A quick glance at the Wiki tells me the origin of the word Excalibur is Celtic, a blend of "battle" and "breach" (in the sense of cut or gap). So that carries me to Shakespeare's Henry V, and his famous rallying cry, "Once more into the breach, dear friends." And doesn't that just make you picture him charging forward with his sword raised over his head, encouraging his troops to follow him into battle?
I think all this is rising up because of something I read this morning in The Dove in the Stone, when author Alice Howell speaks of "the necessity to yoke the opposites of dualities rather than to choose one side over the other, to hold on to both of them consciously and heal the splits apparent in the world within our own individual psyches, no matter how deep or how awful the pain of it. This is the nature of the Opus, the Work. Only in this way can we hope to love and heal our world: through working on our own stuff."

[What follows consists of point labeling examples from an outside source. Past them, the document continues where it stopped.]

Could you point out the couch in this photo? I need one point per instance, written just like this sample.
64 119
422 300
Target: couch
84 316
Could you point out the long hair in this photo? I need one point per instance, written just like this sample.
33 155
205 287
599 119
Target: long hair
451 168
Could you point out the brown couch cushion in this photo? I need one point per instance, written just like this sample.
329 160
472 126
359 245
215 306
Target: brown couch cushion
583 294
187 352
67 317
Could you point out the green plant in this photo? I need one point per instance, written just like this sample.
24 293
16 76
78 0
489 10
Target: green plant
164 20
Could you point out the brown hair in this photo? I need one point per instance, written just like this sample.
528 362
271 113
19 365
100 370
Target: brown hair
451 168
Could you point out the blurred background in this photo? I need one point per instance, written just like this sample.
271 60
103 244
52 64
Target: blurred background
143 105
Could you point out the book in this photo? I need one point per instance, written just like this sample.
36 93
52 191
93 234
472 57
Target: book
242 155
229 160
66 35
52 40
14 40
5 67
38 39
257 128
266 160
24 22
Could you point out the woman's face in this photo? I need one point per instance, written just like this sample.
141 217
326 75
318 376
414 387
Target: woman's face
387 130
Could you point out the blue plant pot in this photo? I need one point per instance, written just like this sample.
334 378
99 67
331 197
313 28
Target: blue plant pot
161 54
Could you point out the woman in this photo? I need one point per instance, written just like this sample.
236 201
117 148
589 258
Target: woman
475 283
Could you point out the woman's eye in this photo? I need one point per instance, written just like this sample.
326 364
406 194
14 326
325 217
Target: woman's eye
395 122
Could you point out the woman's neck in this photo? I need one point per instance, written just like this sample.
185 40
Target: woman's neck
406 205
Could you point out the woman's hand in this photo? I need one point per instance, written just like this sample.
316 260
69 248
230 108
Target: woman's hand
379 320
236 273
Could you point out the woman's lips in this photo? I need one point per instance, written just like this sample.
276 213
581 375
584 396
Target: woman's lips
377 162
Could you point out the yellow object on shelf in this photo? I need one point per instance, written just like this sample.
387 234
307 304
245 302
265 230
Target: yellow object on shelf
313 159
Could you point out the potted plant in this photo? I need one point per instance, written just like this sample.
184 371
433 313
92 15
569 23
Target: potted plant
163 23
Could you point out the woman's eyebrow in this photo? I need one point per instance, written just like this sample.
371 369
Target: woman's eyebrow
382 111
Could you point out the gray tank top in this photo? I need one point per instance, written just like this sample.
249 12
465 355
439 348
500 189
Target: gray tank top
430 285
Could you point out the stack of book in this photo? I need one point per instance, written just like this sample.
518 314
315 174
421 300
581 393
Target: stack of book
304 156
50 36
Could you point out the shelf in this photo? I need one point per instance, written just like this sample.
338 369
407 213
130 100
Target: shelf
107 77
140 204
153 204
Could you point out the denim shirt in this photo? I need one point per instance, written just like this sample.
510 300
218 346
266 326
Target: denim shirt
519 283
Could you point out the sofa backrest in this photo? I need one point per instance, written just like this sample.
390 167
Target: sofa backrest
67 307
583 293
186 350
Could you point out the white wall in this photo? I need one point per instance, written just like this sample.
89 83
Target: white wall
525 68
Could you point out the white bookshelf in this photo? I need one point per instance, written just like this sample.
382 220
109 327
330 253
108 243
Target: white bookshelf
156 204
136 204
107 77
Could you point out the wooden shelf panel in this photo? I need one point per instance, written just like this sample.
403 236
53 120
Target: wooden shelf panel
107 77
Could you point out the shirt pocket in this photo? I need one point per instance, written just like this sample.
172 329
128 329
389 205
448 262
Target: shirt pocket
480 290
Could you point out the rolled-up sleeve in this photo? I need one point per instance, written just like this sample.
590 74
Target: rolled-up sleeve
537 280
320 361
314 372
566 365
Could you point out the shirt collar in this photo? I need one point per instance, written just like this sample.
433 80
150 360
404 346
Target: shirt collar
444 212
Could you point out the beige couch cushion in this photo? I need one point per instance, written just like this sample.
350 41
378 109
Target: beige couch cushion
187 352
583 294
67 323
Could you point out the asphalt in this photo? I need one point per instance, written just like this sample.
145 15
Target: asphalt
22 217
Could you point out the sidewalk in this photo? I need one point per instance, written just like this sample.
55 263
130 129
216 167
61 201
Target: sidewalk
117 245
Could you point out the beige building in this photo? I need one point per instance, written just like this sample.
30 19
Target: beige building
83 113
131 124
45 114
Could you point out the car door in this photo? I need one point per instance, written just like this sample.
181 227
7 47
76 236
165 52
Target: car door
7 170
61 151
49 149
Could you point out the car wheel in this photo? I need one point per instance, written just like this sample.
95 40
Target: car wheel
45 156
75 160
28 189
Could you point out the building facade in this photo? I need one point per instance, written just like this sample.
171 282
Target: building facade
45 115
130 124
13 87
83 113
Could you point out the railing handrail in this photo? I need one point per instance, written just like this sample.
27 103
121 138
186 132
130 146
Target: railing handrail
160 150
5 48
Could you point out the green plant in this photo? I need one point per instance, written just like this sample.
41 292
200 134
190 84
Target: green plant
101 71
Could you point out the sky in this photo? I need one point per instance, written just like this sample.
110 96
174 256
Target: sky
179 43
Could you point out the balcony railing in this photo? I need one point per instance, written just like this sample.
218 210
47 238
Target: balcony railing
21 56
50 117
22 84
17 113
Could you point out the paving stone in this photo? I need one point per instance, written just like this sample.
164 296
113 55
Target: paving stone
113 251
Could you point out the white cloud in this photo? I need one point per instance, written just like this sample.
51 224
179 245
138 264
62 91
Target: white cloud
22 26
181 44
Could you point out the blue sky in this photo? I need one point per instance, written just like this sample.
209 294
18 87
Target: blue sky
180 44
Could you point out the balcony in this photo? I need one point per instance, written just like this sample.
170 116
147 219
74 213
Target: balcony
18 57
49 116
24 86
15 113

Reading this -- in the context of knowing I am still curious about what my own particular Opus might be -- I feel the words resonating with lots of pieces of me: the urge I always felt to reconcile the differences between my artist mother and engineer father; the fact that I then became an artist myself -- and married an engineer. Was I somehow battling the gap? Or just experiencing it within myself -- the left brain always so active and organized and responsible; the right so playful and reverent and creative...
A conversation I had with the Bishop in my final interview for my job as his communications director, when he asked, "Why do you want (or was it "feel called?") to do this?" and I responded that as the only child of two such different parents I always found myself bridging communication gaps; that that impulse had led me into the field of hi-tech marketing, where my role always seemed to be explaining something engineers had created to people who didn't speak that language.
And then as I spoke I remember noticing that I was standing with both arms straight out from my sides, as if to demonstrate the pull from one parent or audience to another. "Hmm. I remember saying. And does this image look familiar? Nobody ever said it would be easy!" Because, of course, in that position, I resembled Jesus on the cross...
But now, having spent the last two months first developing a talk about Contemplative Photography as an Act of Faith for Seattle U (see link on right) and then writing a paper about metaphors used to describe photography, I am beginning to understand that even though what I'm doing now seems very different from other careers I've had over the course of my life, the impulse is the same: it's really about reconciliation, in the sense of closing the gap; bringing opposites together; about removing or reconstituting or re-visioning that which separates and often wounds.
And yet we all know -- especially we women -- that it is out of that wound, that cleft, that breach that new life emerges; the new life that is somehow the co-mingling of opposites. And isn't that part of the wonder of our children -- that we see in them how characteristics we thought might prove irreconcilable find a new union, a new expression in their joining?
Hmm. Lots to ponder here...
1 comment:
Such an arresting image! It looks to me like a great stone face broken and on its side, struggling to speak.